I've been up too late.

But what would you think of that happening in a Pokemon game?


----------



## Flora (Jul 16, 2008)

*Re: Killer Rest House?*

...There's an idea.

AND it would employ an evil lady leader!  YAY!


----------



## Blaziking the God General (Jul 16, 2008)

*Re: Killer Rest House?*

I know. It could be the birth of a new evil team! *gasp* TEAM ELDERLY!!

Prepare for...er...what was that again?
Trouble!
What was that sonny?
Trouble! Prepare for trouble!
Why? Are you here to take my money? MUGGERS!! MUGGERS!!!

:D I see a birth of the next generation in progress.


----------



## Flora (Jul 16, 2008)

*Re: Killer Rest House?*

I think the "evil" old lady should actually be a smart young lady. ^^

Or...she's possessed by an evil dictator lady!

*...*

Or by Ash's constant antagonistic evil dictator king.

*I LOVE YOU.*

...


----------



## Blaziking the God General (Jul 16, 2008)

*Re: Killer Rest House?*

Yeah! That would mean that she would be the first female evil team leader! Of course, battles would be weird.

Team Elderly Grunt would like to battle!

That sounds odd.


----------



## iLike2EatPiez (Jul 16, 2008)

*Re: Killer Rest House?*

I think that's a GREAT idea! Seriously. It would be a heck of a lot more creative/interesting/fun than Team Galactic after all these boring enemy teams. I think Team Elderly should use Magikarps. And never evolve them. Not even the head of Team Elderly would have a Gyarados. Just a Magikarp or two at Lv.50. What a challenge!

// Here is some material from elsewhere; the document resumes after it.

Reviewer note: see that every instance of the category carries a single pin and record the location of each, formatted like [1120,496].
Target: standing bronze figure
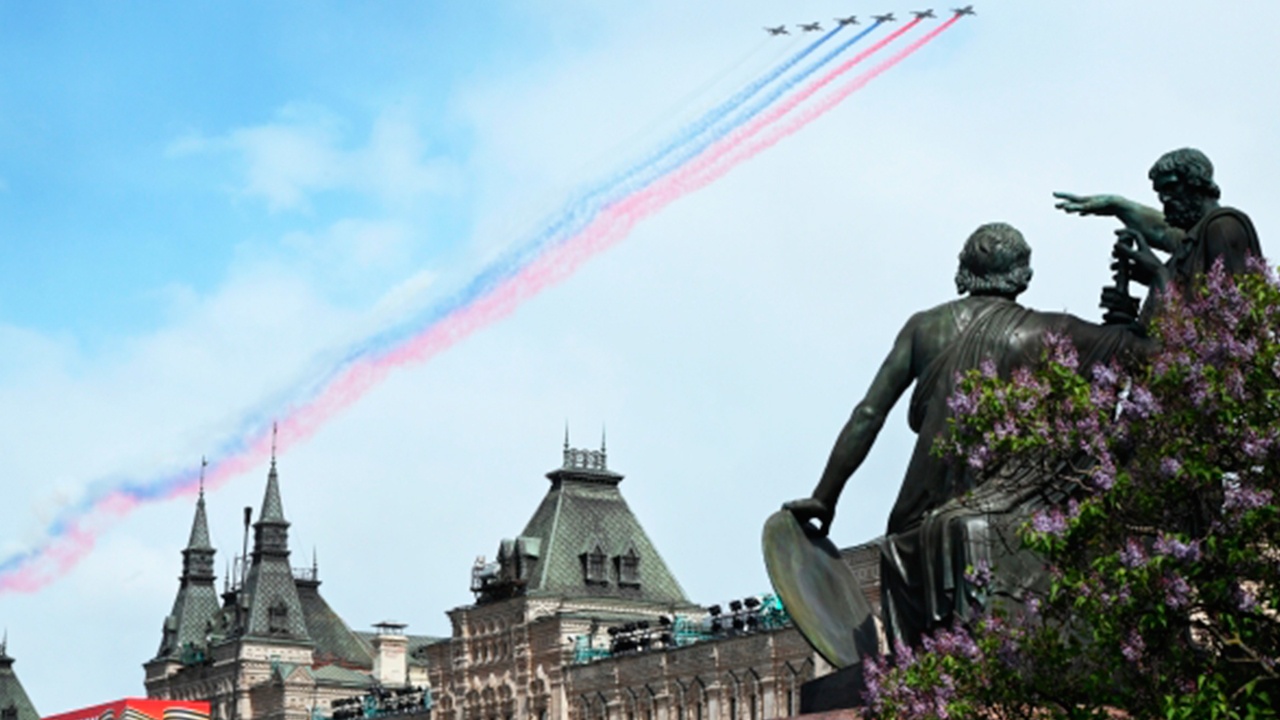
[942,519]
[1193,227]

Team Elderly Leader sent out Magikarp! Magikarp used Splash! But nothing happened! Magikarp used Splash! But nothing happened! Magikarp used Splash! But nothing happened!


----------



## ZimD (Jul 16, 2008)

*Re: Killer Rest House?*

Best thread *ever.*

What would their evil plot be? To get their drivers licenses back? To get young people to stop playing their 8-track rock and roll tapes so loud? To get people to help them across the street? Or worst of all... to make their grandchildren call once in a while?


----------



## Blaziking the God General (Jul 16, 2008)

*Re: Killer Rest House?*

Hmm, maybe they wanted to get to some legendary who would give them eternal youth!

I think that all of the grunts should be in wheelchairs and stuff.

Oh! And then we can have this rest home full of people that become minions! :D


----------



## Hawkfish (Jul 16, 2008)

*Re: Killer Rest House?*

The greatest Evil team ever. Team Elederly would pwn.


----------



## Tailsy (Jul 16, 2008)

This just reminds me of Hell's Grannies. XD


----------